Taking over M. Eichorn’s contribution at the 2022 Art Biennale directly following the closing of the exhibition enabled immediate access to the pavilion and utilizing it as a material repository. Materials gathered from over 40 pavilions and exhibitions were saved from the landfill and moved to the pavilion in a physically demanding process in collaboration with R3B. These “spolia” have become part of the structural interventions, all built from left-behind materials. For the duration of the 2023 Arch. Biennale the materials are inventoried and made available for further processing in the Maintenance 1:1 workshop program attended by university students, trades apprentices, and organizations from civil society, who will help to maintain, repair and care for social infrastrucures across Venice.
The Pavilion’s interior has been adopted as found. Maria Eichorn’s work Relocating a Structure was not, as is customary, dismantled after the end of the 2022 Art Biennale. The spatial interventions and interactions with Maria Eichorn’s work are limited to the strictly necessary. For example, two bridges span the cut-out in the central room’s floor, so as to make the adjoining rooms accessible again. They are infrastructural elements pragmatically dealing with what already exists, enabling new uses.
In the future, practicing architecture will mean repairing that which already exists. To repair, one needs a set of tools, knowledge, and techniques, which will be at the disposal of all visitors in an openly accessible workshop in the German Pavilion. The central idea is to empower people to maintain their (built) environment. A workshop program with grassroots organizations from various countries, universities, and apprenticeship providers will make these aspirations become a practical reality well beyond the limits of the Biennale itself: Collaborative projects will lead to small reapir works across and around Venice. Based on actual interventions, participants will learn that thew (re)production of space is inextricably linked to both the social and the ecological issue.
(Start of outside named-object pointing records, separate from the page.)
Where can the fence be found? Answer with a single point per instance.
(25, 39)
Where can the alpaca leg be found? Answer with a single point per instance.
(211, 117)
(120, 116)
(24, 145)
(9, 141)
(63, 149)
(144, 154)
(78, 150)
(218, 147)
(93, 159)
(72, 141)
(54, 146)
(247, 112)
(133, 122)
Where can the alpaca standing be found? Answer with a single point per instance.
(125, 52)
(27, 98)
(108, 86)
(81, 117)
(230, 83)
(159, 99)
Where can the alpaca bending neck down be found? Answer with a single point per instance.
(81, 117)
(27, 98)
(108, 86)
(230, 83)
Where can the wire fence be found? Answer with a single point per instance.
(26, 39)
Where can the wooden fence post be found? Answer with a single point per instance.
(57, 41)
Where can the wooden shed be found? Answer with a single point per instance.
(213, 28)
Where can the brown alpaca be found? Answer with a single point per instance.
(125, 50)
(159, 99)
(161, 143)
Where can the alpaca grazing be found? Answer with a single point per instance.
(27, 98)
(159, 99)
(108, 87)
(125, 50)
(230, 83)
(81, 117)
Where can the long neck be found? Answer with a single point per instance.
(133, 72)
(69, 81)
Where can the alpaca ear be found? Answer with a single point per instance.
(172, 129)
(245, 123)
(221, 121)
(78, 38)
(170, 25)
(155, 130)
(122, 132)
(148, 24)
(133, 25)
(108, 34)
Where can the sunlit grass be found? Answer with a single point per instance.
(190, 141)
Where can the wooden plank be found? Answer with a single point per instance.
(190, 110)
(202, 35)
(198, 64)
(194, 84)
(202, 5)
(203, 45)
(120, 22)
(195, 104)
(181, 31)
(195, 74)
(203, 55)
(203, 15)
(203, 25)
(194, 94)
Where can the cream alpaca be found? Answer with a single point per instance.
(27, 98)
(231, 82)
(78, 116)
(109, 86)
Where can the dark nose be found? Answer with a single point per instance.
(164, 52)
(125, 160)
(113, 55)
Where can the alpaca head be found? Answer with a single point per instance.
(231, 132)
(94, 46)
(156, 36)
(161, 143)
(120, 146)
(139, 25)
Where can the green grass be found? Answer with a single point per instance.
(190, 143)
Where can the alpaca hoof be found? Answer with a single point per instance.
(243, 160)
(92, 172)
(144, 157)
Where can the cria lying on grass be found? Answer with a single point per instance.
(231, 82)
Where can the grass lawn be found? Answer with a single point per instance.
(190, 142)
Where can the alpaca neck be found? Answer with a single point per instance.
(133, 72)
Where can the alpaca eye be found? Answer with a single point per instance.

The transformation of the German Pavilion into a living site of (re)productive work will encompass the integration of missing sanitary infrastructure into the building. Beyond an answer to practical concerns, the bathroom also materializes a response to several topical issues surrounding a necessary “sanitary revolution”: From an ecological perspective, a water-based sanitary network is increasingly untenable. Open for Maintenance features an accessible prototypefor a urine-separating dry toilet and a unisex urinal combined with a urine treatment reactor. Working with a local organic farm, human waste is composted and then reused as fertilizer.
On a sociopolitical level, such basic needs as using the toilet and personal hygiene, as wel as infrastructure of maintenance and cleaning, are linked to questions of justice in terms of gender, disability, race, and class. The role of care work is further addressed by the incorporation of tools for changing diapers, washing, and cleaning.